Какое же все-таки дерьмо сидит в Коллегии! Как оно мешает всему своей озлобленной, остервенелой вонью! Ведь Искусство — оно же такое хрупкое, такое беззащитно изящное и трогательно нежное… им бы только сапогами, сапогами… и ведь всегда так! И в театре, говорят, так, и в литературе, и в музыке… Ну как поэт может взъесться на поэта? Нет, ну может, конечно, чисто по-человечески, все мы пока не боги… пока. Вот еще это «пока»… тоже все нервничают, все делят чего-то, а чего тут делить? В седле будущего ровно одно место. Одно. Цифрой и в скобках прописью: одно. Да когда же они поймут, что если Нечто способно повлиять на мир — на весь мир, сразу, безоговорочно! — то по закону Равновесия оно само особенно уязвимо для мира, особенно чувствительно и ранимо! И еще понятно было бы, если б толпа, вонючие смерды, смердящие вонючки, дерьмо, декшасс… так нет же, свои — своих… и всегда так: свои — своих. Чем ближе, тем лучше, тем больнее надо ударить… хорошо. Так и запомним. Чем ближе, тем больнее. Кто же это такой охренительно близкий выискался? Кто уже успел прочитать отчет за шестнадцатый саир? Гляди ж ты, даже закрылся, от гроссмейстера закрылся, гаденыш, и хорошо закрылся, сильно, но мы не работаем чистой Силой, когда же вы поймете, идиоты… наверное, уже никогда. Нет у вас больше времени на понимание. Поимение. Поиметь меня хотите, скоты? Декшассссс… Я вас сам поимею, милые мои. Поймаю. Поимею. Поименно. Так… теперь вот так? Нет, закрыто. Сколько же ты силы вколотил в то, чтоб закрыть свое поганое имечко, сука? И зачем? И на что? Часа два работы, тяжелой работы, на то, чтобы лягнуть Морену… побольней лягнуть… но глупо ведь, глупо!.. считанные недели ведь до Заката, зачем же?.. нет, не понимают. И не поймут. Поздно. Глупо. Бессмысленно… как я ненавижу этот дождь!
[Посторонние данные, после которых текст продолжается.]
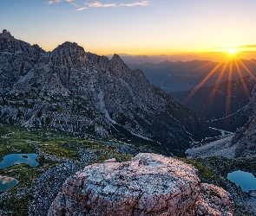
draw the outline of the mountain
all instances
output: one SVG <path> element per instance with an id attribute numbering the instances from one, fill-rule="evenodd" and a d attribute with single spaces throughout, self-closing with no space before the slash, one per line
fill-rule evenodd
<path id="1" fill-rule="evenodd" d="M 256 79 L 243 77 L 194 90 L 169 94 L 179 103 L 194 111 L 207 124 L 235 132 L 252 116 L 253 107 L 248 105 L 255 91 Z"/>
<path id="2" fill-rule="evenodd" d="M 150 83 L 160 86 L 166 92 L 181 92 L 196 87 L 206 77 L 202 86 L 219 84 L 247 76 L 250 73 L 256 75 L 256 60 L 241 60 L 226 63 L 208 60 L 163 61 L 158 64 L 128 64 L 132 69 L 141 69 Z M 232 76 L 229 71 L 232 70 Z M 250 71 L 250 72 L 249 72 Z M 219 76 L 221 79 L 219 79 Z"/>
<path id="3" fill-rule="evenodd" d="M 26 127 L 147 144 L 184 155 L 208 136 L 196 115 L 117 55 L 64 42 L 52 52 L 0 34 L 0 116 Z"/>
<path id="4" fill-rule="evenodd" d="M 249 157 L 256 156 L 256 94 L 252 97 L 248 105 L 253 112 L 243 127 L 239 129 L 232 139 L 231 145 L 235 147 L 235 157 Z"/>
Печать упала. Альрихт со сладкой злостью провел пальцами по бумаге и прочитал: Кюйвиятейльтли. Миштект Кюйвиятейльтли. Нет совершенства в мире. И он туда же. Прямо как в пословице. Грязные твари, декшасс. И он такой же. И в Ротоне есть бедные. Да, теперь есть. Бедный мой Миш, такой бедный, такой бедный и разнесчастный… Дерьмо.
Альрихт выпрямился и придвинул к себе кофейную чашку.
— И от дождя бывает польза, — сказал он.
— Сударь?
— Дождь смывает дерьмо.
— А-а… сахар, сударь?
— Не надо, Клеф. Подай сухарики. И замени крем.
— Сударь?.. — обида в голосе.
— Я не хочу шоколадного, Клеф. Дай абрикосовый.
— Прошу, сударь.
Обиды больше нет. Понимай так: если крем плох, значит, я дура, а если просто не хочется, так на то господин и хозяин.